Oil refiner Valero (NYSE:VLO) doesn't extract its own oil. As the price of oil has risen, its margins have been pummeled, and so have its shares, down 30% YTD to $48. It recently projected Q1 EPS of $0.10-0.35, way below Street forecasts of $0.91.
Barron's says that despite the gloom, crack spreads (the difference between the price of gas and crude) have bottomed and are widening; after going negative a few weeks ago, they're back to $7.43/barrel. Analysts say that a $10 spread is sustainable.
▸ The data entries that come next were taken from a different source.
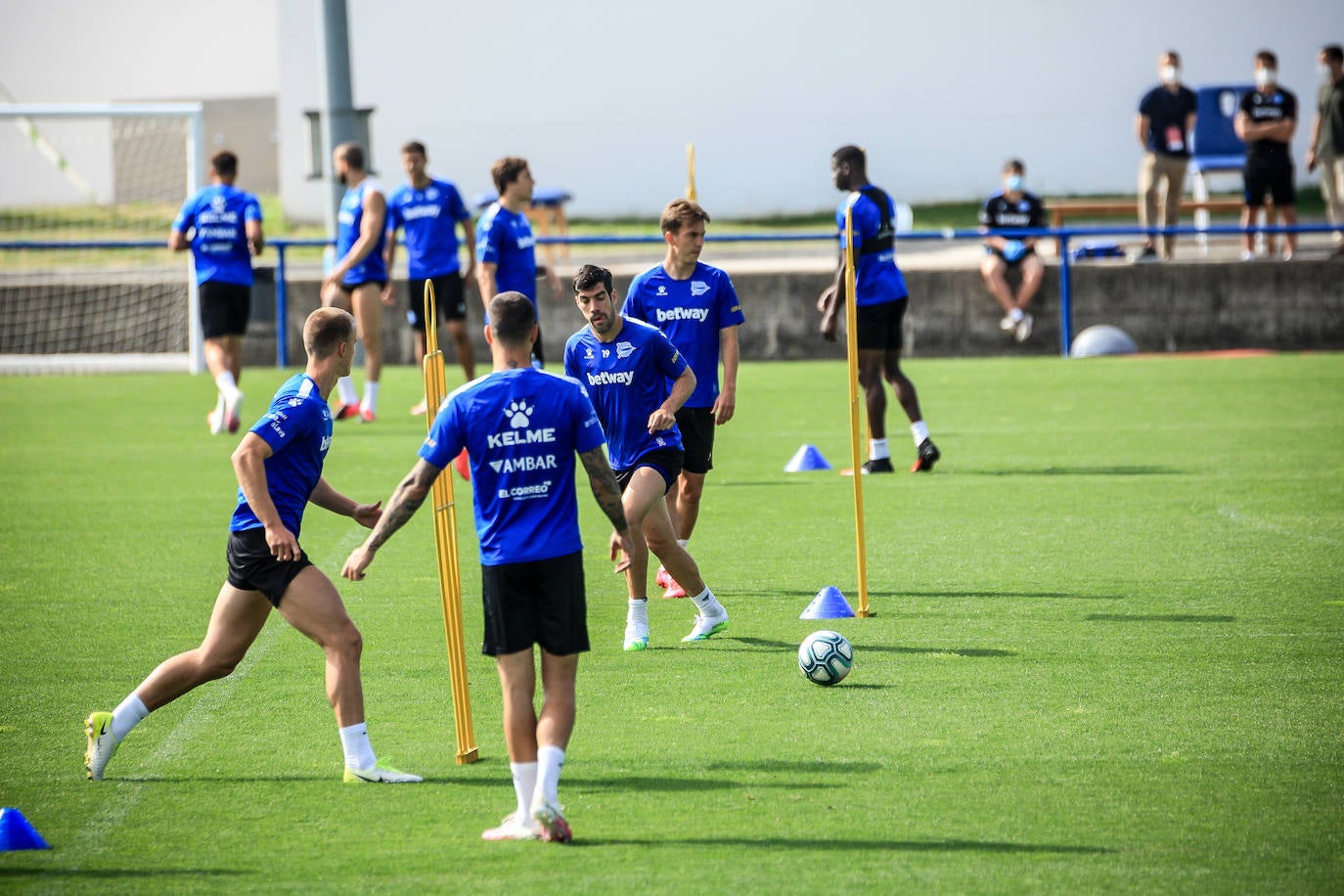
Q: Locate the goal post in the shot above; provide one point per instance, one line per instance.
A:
(86, 195)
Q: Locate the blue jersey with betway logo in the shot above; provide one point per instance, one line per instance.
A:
(430, 218)
(298, 430)
(520, 428)
(691, 312)
(626, 381)
(504, 240)
(219, 216)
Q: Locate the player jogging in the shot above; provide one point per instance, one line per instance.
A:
(280, 470)
(625, 366)
(356, 281)
(225, 226)
(506, 250)
(880, 299)
(430, 209)
(521, 428)
(697, 309)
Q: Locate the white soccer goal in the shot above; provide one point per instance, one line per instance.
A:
(103, 182)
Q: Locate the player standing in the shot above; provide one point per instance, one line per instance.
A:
(430, 209)
(625, 366)
(355, 284)
(880, 298)
(225, 226)
(280, 470)
(697, 309)
(521, 428)
(506, 250)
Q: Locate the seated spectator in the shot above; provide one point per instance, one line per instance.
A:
(1012, 208)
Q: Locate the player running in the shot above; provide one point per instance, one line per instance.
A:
(521, 428)
(430, 209)
(697, 309)
(625, 366)
(280, 470)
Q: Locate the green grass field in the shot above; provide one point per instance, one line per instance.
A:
(1106, 654)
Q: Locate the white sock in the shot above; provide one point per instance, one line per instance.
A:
(708, 604)
(345, 387)
(126, 716)
(524, 784)
(359, 752)
(549, 763)
(227, 384)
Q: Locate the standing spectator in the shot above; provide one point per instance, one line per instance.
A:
(1326, 147)
(1165, 121)
(506, 250)
(1012, 208)
(1266, 122)
(225, 226)
(430, 209)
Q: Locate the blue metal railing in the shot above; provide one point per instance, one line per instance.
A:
(1062, 234)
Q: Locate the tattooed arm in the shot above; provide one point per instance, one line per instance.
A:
(401, 507)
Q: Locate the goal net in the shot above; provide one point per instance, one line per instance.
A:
(86, 199)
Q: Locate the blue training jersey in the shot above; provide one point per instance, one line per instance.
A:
(430, 218)
(626, 381)
(351, 219)
(298, 430)
(876, 277)
(691, 312)
(504, 240)
(219, 214)
(520, 428)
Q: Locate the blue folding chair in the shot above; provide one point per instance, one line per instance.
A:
(1215, 148)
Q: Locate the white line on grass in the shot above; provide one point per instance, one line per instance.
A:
(114, 810)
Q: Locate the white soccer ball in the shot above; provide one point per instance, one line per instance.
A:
(826, 657)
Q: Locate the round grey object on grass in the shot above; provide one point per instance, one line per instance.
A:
(1102, 338)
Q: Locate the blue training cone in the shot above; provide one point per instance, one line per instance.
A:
(18, 833)
(829, 605)
(807, 458)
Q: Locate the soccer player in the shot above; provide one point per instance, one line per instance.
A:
(1013, 207)
(355, 284)
(279, 465)
(521, 428)
(625, 366)
(697, 309)
(430, 209)
(506, 250)
(880, 301)
(225, 226)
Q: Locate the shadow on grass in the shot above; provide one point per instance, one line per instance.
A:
(852, 842)
(1156, 617)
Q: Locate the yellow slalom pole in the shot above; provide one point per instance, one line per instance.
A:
(851, 317)
(445, 547)
(690, 172)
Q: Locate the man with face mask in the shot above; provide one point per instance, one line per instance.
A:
(1328, 137)
(1010, 209)
(1165, 121)
(1266, 121)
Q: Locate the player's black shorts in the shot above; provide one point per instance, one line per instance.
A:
(538, 602)
(1273, 176)
(225, 309)
(879, 326)
(449, 297)
(665, 463)
(251, 565)
(696, 425)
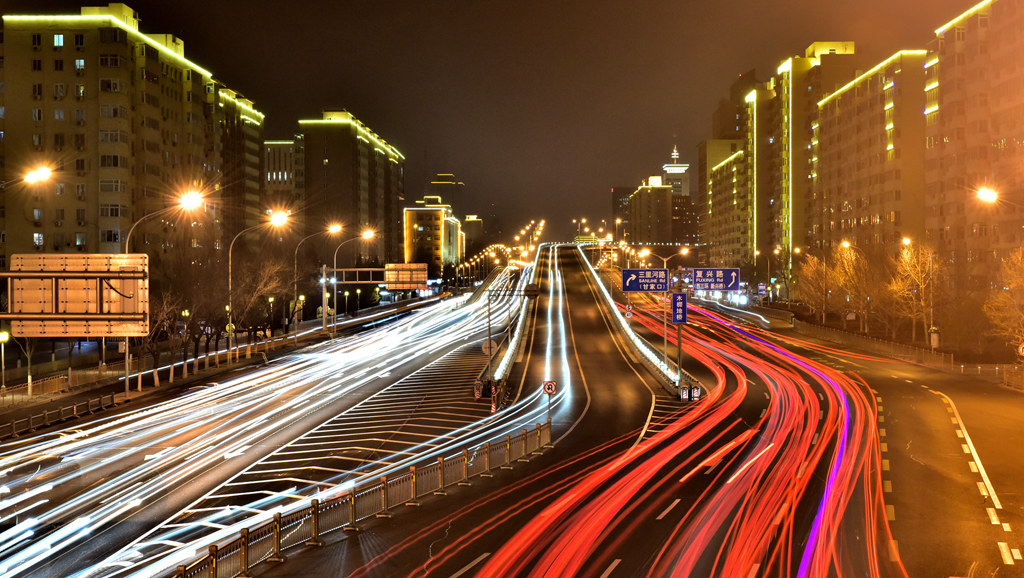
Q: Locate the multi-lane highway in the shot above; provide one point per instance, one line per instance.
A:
(798, 459)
Citi analysts say Valero's downside is limited to about $43.80 -- and that assumes worst-case earnings and its historical lowest P/E multiple. It also trades at a sizeable discount to the replacement value of its refineries; CEO Bill Klesse has said he wants to sell four of its 17 refineries, and there are rumors Petrobras (NYSE:PBR) is stalking its Aruba refinery. With the proceeds, Valero plans to pay down debt and repurchase shares. Valero's refineries are also equipped to refine the lowest quality crudes, which few others can do.
Analyst Paul Sankey of Deutsche Bank think shares have more than 60% upside.
Here's Valero's most recent earnings call transcript. Of interest, CEO Bill Klesse conceded (on Jan. 29) that, given the choice, the company would like to produce summer-grade gasoline early (due to its higher crack spreads) and hold onto it until the summer driving season. Something for investors to look forward to?